In its own analysis of the USGS data, the Oakland, CA-based think tank Pacific Institute said in an October 29 news release that the drop in total water consumption means that per-capita water use in the United States has decreased to 1,383 gallons per person per day — a level not seen since the 1950s.


The organization warned that when population growth in drier regions, climate change and tensions over sources are considered, there still is “tremendous untapped potential for improving efficiency in homes and businesses.”


Freshwater expert Dr. Peter Gleick, president of the Pacific Institute, is quoted in the release saying, “Even with the improvements we’ve seen, our rate of population growth and regional water usage is not sustainable. In many regions we are past the point of peak ecological water use, where current levels are damaging the health of our rivers, lakes, and groundwater aquifers. We have the tools to further reduce our water footprints dramatically.
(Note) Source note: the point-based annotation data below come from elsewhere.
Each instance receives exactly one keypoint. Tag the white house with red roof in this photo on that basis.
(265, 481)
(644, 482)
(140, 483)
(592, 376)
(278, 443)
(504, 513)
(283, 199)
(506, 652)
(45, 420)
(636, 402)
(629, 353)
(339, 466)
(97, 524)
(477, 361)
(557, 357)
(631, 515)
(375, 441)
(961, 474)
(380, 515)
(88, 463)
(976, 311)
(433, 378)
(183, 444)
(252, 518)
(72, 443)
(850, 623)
We need the will to make the changes and rethink how we manage our freshwater resources at every level.”


According to the USGS report, the largest uses of fresh surface water were power generation and irrigation, and the largest use of fresh groundwater was irrigation.


To read the news release, click here.


To access the full report, click here.


To read the Pacific Institute release, click here.


For related information, click here.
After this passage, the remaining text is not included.